On a list of what are said to be probably the best one-liner jokes (boredpanda.com) is the knockout, “Will glass coffins be a success? Remains to be seen.” Others include, “The man who invented knock-knock jokes should get a no bell prize.”; “The problem isn’t that obesity runs in your family. It’s that no one runs in your family.”; “I hate Russian dolls, they’re so full of themselves.”; and “Most people are shocked when they find out how bad I am as an electrician.” There are a few I like even more- “I can’t believe I got fired from the calendar factory. All I did was take a day off.”; “I’ve just written a song about tortillas; actually, it’s more of a rap.”; and, “A perfectionist walked into a bar… Apparently, the bar wasn’t set high enough.” Did you like them? The four most beautiful words in the English language are, “I told you so.”

By now some of you might be asking where I am going with this. I consider one-liners an art form and after a few weeks of moving, and another few days of leaving the house we lived in better than we found it, I badly needed a few laughs. Better yet, I may need to force myself to come up with at least one of my own as a way of restoring my equilibrium.

So let’s go first with the big guns of one-liners. Steve Martin- “I like a woman with a head on her shoulders. I hate necks.” Chris Rock, whose one-liners tend to have a sting or two in their tails, “I used to work at McDonald’s making minimum wage. You know what that means when someone pays you minimum wage? You know what your boss is trying to say? ‘Hey, if I could pay you less, I would, but its against the law’.” Frankie Boyle, “Trump’s nothing like Hitler. There’s no way he could write a book.” Joe Lycett, “Life is like a box of chocolates. It doesn’t last long if you’re fat.” Stewart Francis, “My therapist says I have a preoccupation with vengeance. We’ll see about that!”

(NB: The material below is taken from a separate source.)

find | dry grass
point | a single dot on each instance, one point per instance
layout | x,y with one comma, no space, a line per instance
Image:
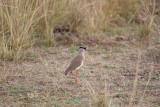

One of my early attempts at a one-liner “squared” caused some of my Barbadian friends to square off with me. I wrote that in driving around Barbados I saw places like St Lawrence Gap, Prescod’s Bottom, Bottom Bay and Mottley Lands. I wondered why Mottley only had Lands but not a Gap or a Bottom. I thought then it might have been a political issue and definitely not something I should touch. I now see it differently. While other Caribbean leaders start at the top and then very quickly bottom out, PM Mottley is at the top and rising much higher than Mount Hillaby. With her limitless and total commitment to her country and her people, if they ever decide to name a mountain after her it would be “Mount Never-rest.”

*Tony Deyal was last heard trying out his latest one liner, “When I heard that Jamaica had a curling team, I thought it was hairsay.”